H56/CAF01 vaccine biodistribution upon parenteral (s.c.) priming and airway (i.pulmon.) mucosal boosting follow a similar trend as the biodistribution following airway (i.pulmon.) mucosal prime immunization. (A) Experimental scheme: Mice were prime-immunized s.c. with 5 μg cold H56 adjuvanted with cold CAF01 (250/50 μg DDA/TDB). At week 2, animals were boost-immunized via intrapulmonary (i.pulmon.) route with 10 μg ⁶⁷Ga-H56 adjuvanted with ¹¹¹In-CAF01 (125/25 μg DDA/TDB). Animals were imaged by dynamic whole-body SPECT/CT scan for the initial 40 min (10 min/frame) and after that static 40 min scans at 6 and 24 h, 60 min scan at 96 h and 90 min scan at 144 h were conducted. Animals were euthanized on day 6 after immunization for ex vivo biodistribution using a gamma counter. Representative SPECT/CT images showing biodistribution of ¹¹¹In-CAF01 (B) and ⁶⁷Ga-H56 (C) of a mouse prime-immunized s.c. with H56/CAF01 and boost-immunized i.pulmon. with ⁶⁷Ga-H56 + ¹¹¹In-CAF01. (D) Organ SUVs (g/mL) were calculated from dynamic and static SPECT/CT images of the cold s.c. prime-immunized and hot (⁶⁷Ga-H56 + ¹¹¹In-CAF01) i.pulmon. boost-immunized animals over 144 h post-immunization.
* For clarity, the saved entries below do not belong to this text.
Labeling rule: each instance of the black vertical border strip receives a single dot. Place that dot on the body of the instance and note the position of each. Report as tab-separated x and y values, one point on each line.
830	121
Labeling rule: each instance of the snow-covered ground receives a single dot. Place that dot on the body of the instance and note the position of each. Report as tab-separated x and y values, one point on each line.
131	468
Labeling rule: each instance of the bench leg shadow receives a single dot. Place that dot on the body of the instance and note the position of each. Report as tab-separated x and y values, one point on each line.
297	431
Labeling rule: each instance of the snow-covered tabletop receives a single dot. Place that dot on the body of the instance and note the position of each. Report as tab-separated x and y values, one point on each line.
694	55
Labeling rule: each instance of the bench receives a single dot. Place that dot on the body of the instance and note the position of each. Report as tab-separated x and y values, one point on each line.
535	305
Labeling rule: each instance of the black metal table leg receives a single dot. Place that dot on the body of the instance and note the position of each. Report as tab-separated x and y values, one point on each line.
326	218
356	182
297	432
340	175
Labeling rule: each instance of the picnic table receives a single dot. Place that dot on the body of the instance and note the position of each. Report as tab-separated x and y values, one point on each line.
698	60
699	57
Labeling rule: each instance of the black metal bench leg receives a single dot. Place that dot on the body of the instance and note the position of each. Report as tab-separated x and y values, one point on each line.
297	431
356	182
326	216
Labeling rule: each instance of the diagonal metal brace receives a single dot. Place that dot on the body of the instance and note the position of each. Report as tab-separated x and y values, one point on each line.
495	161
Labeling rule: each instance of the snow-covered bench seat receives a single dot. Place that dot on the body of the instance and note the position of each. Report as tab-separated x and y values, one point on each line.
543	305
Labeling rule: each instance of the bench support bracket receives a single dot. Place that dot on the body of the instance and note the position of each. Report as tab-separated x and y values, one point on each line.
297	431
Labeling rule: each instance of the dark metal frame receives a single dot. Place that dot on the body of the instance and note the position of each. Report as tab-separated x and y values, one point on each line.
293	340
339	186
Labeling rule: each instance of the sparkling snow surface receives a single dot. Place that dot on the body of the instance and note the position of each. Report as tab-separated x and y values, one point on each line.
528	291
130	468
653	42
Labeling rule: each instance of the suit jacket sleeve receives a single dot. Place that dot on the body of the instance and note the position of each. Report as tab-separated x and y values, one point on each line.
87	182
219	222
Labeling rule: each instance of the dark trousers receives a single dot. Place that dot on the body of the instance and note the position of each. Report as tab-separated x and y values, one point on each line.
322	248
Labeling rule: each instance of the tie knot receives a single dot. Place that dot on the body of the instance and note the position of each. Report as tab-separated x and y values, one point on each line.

Statistical analysis: two-way ANOVA and Sidak's post-test. Data represent mean values ± s.d., n = 3. **p < 0.01. (E) Ex vivo organ biodistribution [% administered dose (AD)/organ] of the cold s.c. prime-immunized and hot (⁶⁷Ga-H56 + ¹¹¹In-CAF01) i.pulmon. boost-immunized animals on day 6 (144 h) post-immunization. Statistical analysis: two-way ANOVA and Sidak's post-test. Bars represent mean values ± s.d., n = 3. *p < 0.05 and ****p < 0.0001.